La donna podista
Forse non tutti sanno che la prima gara aperta alle donne furono gli 800 metri alle Olimpiadi di Amsterdam 1928. Per la cronaca, vinse la tedesca Randke (2’16”8), ma svariate concorrenti ebbero difficoltà, per cui il Comitato Olimpico Internazionale decise che le gare femminili non dovessero superare i 200 metri. Gli 800 metri ricomparvero solo ai Giochi di Roma 1960 dove, sempre per la cronaca, vinse la sovietica Sevcova (2’04”3). Questo per dire che il podismo al femminile è relativamente giovane.
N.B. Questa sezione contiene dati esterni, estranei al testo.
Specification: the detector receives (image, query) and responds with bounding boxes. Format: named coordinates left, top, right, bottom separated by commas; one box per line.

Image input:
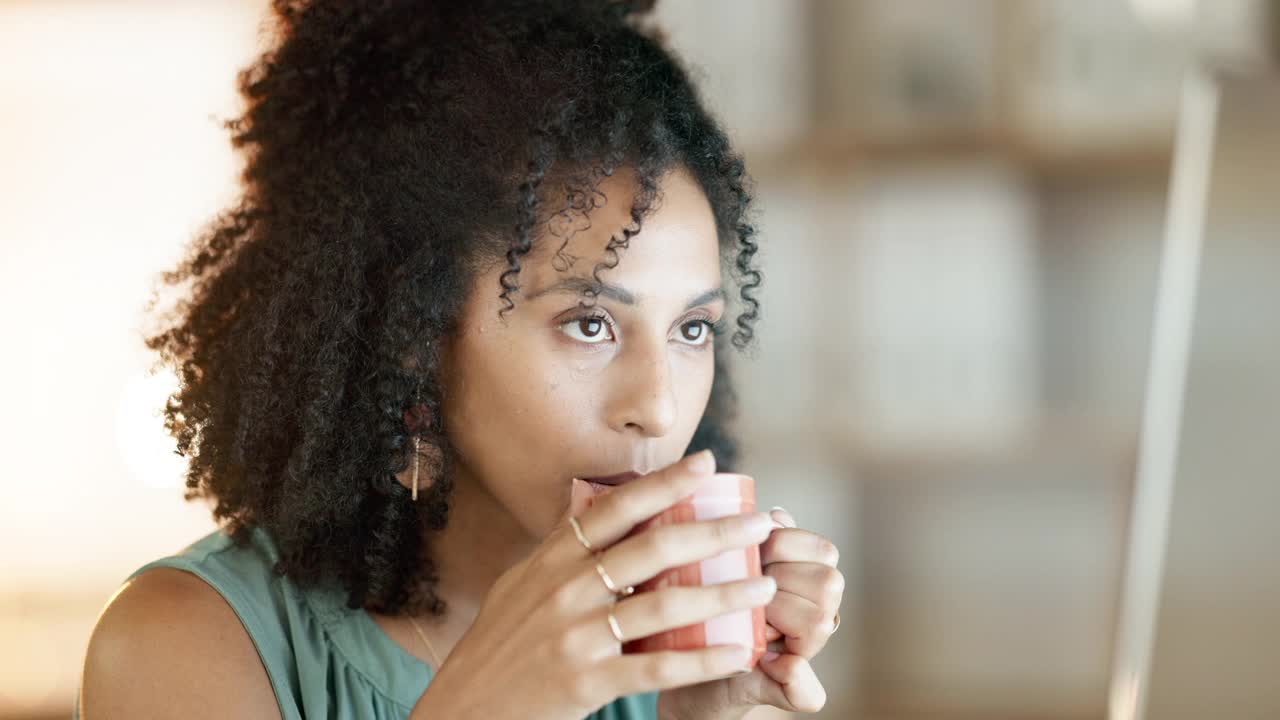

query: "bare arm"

Adesso il movimento sportivo al femminile nel suo complesso, non solo in quello podistico, è completamente cambiato e la donna, giustamente e naturalmente, è inserita in tutte le competizioni in calendario, anche in quelle più dure, come la maratona ad esempio in cui, giova ricordare, la britannica Paule Radcliffe ha un primato di 2h 15’ 25” che molti uomini possono soltanto sognare. Tuttavia, alcune differenze esistono fra uomini e donne (per fortuna…), almeno quelle riguardanti il ciclo mestruale e la gravidanza sulle quali “podisticamente” ci soffermeremo.
Gli studi, le ricerche e le osservazioni sulle modificazioni endocrine della donna sono sempre in via di aggiornamento, ma sembra accertato che non si conosca ancora perfettamente quale sia la fase del ciclo ormonale ottimale per raggiungere la migliore perfomance aerobica. Si ritiene comunque che il periodo mestruale non sia affatto sfavorevole, che nelle gare brevi e veloci il rendimento sia ancora ottimale e che, forse, sia diminuita la resistenza agli sforzi prolungati. Però, conta molto l’aspetto pedagogico pregresso, se cioè l’atleta donna abbia avuto un passato giovanile e sportivo degno di questo nome: in questo caso non si ha alcuna distinzione fra “giorni sì” e “giorni no”. D’altro canto, l’eventuale uso del farmaco contraccettivo, o regolatore del ciclo mestruale, pare abbia confermato quanto siano rari i casi in cui gli impegni agonistici impongano modificazioni del ciclo spontaneo doloroso e di come siano uguali sia le indicazioni che le controindicazioni all’uso della pillola. Comunque, è ormai accertato che l’attività fisica è in grado di modificare la secrezione endocrina della donna e che molte podiste presentano, a seconda dei casi sia l’oligomenorrea che l’amenorrea (il ritardo e l’assenza del ciclo mestruale), per cui un riesame dei carichi di lavoro s’impone, così come una ricerca più accurata e specifica in relazione alle varie situazioni soggettive. Fattori quali gli orari, il lavoro, lo studio, lo stress, possono determinare squilibri che richiedono opportuni e ponderati rimedi, il primo dei quali è indubbiamente la riduzione della quantità e della qualità negli allenamenti.
Per quanto riguarda l’aspetto della gravidanza, c’è da dire che è difficile stabilire il livello di attività fisica che divide il momento in cui il podismo può giovare oppure nuocere. Pareri medici anche autorevoli avvertono sui rischi per il regolare sviluppo del feto in quanto può essere danneggiato da un’attività fisica in eccesso, dal momento che gran parte del flusso sanguigno viene deviato dall’utero e dagli organi addominali verso i muscoli, mentre contemporaneamente si ha un innalzamento della temperatura corporea interna. Ma altri pareri medici altrettanto autorevoli precisano che il mantenimento di una efficiente capacità cardiocircolatoria può addirittura migliorare l’ossigenazione fetale e, quindi, anche il mantenimento di un ideale tono muscolare, oltre a favorire il superamento della fase del travaglio e di ridurre alcuni sintomi della gravidanza, come ad esempio i dolori alla colonna vertebrale.
Si conferma, ancora una volta, l’unicità della corsa: fa’ bene a tutti, pur nel rispetto delle singole realtà, fisiche e psicologiche, del tutto personali.